Before we delve into how to design and deploy a highly available Exchange 2013 infrastructure, we need to look at the architecture changes and improvements made over the previous editions of Exchange.

Note

This is not an extensive list of all the improvements introduced in Exchange 2013. Only the main changes are mentioned as well as those relevant for high availability.

Looking at the past

In the past, Exchange has often been architected and optimized with consideration to a few technological constraints. An example is the key constraint that led to the creation of different server roles in Exchange 2007: CPU performance. A downside of this approach is that server roles in Exchange 2007/2010 are tightly coupled together. They introduce version dependency, geo-affinity (which requires several roles to be present in a specific Active Directory site), session affinity (often requiring a complex and expensive load-balancing solution), and namespace complexity.

Today, memory and CPU are no longer the constraining factors as they are far less expensive. As such, the primary design goals for Exchange 2013 became failure isolation, improved hardware utilization, and simplicity to scale.

Let us start by having a quick look at how things have evolved since Exchange 2000.

Exchange 2000/2003

In Exchange 2000 and 2003, server tasks are distributed among frontend and backend servers, with frontend servers accepting client requests and proxying them for processing by the appropriate backend server. This includes proxying RPC-over-HTTP (known as Outlook Anywhere), HTTP/S (Outlook Web App (OWA)), POP, and IMAP clients. However, internal Outlook clients do not use the frontend servers as they connect directly to the backend servers using MAPI-over-RPC.

An advantage of this architecture over Exchange 5.5 is that it allows the use of a single namespace such as mail.domain.com. This way, users do not need to know the name of the server hosting their mailbox.

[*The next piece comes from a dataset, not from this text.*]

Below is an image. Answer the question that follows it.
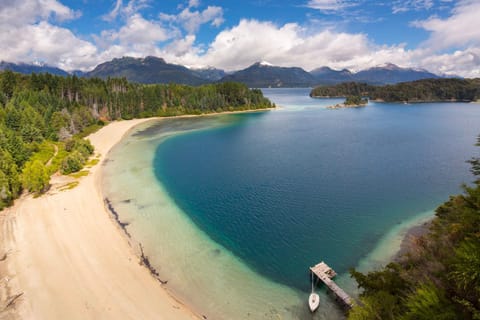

Another advantage is the offloading of SSL encryption/decryption to the frontend servers, freeing up the backend servers from this processor-intensive task.

While the frontend server is a specially configured Exchange server, there is no special configuration option to designate a server as a backend server.

High availability was achieved on the frontend servers by using Network Load Balancing (NLB) and by configuring backend servers in an active/active or active/passive cluster.

Exchange 2007

While in Exchange 2003 the setup process installs all features regardless of which ones the administrators intend to use, in Exchange 2007, Microsoft dramatically changed the server roles architecture by splitting the Exchange functionality into five different server roles:

Mailbox server (MBX): This role is responsible for hosting mailbox and public folder data. This role also provides MAPI access for Outlook clients.
Client Access Server (CAS): This role is responsible for optimizing the performance of mailbox servers by hosting client protocols such as POP, IMAP, ActiveSync, HTTP/S, and Outlook Anywhere. It also provides the following services: Availability, Autodiscover, and web services. Compared to Exchange 2000 or 2003 frontend servers, this role is not just a proxy server. For example, it processes ActiveSync policies and does OWA segmentation, and it also renders the OWA User Interface. All client connections with the exception of Outlook (MAPI) use the CAS as the connection endpoint, offloading a significant amount of processing that occurs against backend servers in Exchange 2000 or 2003.
Unified Messaging Server: This role is responsible for connecting a Private Branch eXchange (PBX) telephony system to Exchange.
Hub Transport Server (HTS): This role is responsible for routing e-mails within the Exchange organization.
Edge Transport Server: This role is typically placed in the perimeter of an organization's network topology (DMZ) and is responsible for routing e-mails in and out of the Exchange organization.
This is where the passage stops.